Immediately, a great number of women are seduced by this image of pregnancy. What they don’t realize is that their economic possibilities and support group don’t resemble the image they idealize.
Stop idealizing and truly help
Currently, there are many social movements which advocate for true family conciliation and for free motherhood. But, one that is much more protected and socially accepted. Each woman has their own story and their own psychological characteristics. This leads to a subjective and unique experience of motherhood.

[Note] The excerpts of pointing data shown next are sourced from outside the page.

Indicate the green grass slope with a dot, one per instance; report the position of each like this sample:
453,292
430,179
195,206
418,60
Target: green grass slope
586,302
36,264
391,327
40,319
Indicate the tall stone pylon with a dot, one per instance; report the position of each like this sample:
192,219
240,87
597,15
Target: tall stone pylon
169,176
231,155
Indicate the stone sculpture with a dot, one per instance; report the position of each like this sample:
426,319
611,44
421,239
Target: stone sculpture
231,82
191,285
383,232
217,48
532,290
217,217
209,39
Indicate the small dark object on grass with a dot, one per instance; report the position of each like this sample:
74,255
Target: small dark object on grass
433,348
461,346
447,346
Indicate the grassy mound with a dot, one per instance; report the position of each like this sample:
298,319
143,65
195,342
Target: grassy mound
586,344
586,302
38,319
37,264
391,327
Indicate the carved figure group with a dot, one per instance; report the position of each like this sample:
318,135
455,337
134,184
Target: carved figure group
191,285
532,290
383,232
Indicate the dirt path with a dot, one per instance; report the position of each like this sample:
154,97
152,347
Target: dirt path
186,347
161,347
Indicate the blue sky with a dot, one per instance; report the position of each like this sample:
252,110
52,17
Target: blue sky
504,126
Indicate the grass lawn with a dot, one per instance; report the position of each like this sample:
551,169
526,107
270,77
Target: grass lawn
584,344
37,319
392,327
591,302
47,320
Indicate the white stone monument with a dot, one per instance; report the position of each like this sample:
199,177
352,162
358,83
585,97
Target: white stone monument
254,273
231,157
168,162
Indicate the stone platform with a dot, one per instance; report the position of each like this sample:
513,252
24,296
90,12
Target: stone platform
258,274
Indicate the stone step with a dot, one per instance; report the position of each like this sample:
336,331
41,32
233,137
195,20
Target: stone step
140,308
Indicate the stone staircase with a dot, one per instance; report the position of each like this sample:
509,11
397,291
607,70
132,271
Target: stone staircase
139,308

Some may regret it while still loving their children, others might not regret it and feel full bliss. Others (in most cases) harbor contradicting feelings, and others might feel overwhelmed by specific aspects of the upbringing and temperament of their children.
In any case, each and every one of them should feel supported and backed up by society. A society which truly integrates a social and work model conducive to experiencing a satisfying motherhood.
An exhausted woman will find it quite difficult to bear the weight of raising a child in the long term. Especially if there is no division of the tasks within the home and institutional support. This could includes things such as daycare, part time schedules and fair wages. Not only because we are raising a generation, but because the current generation of moms need this support. They need it in order to guide us towards a not so idealized image of motherhood. Furthermore, one that is much more respected and supported by society.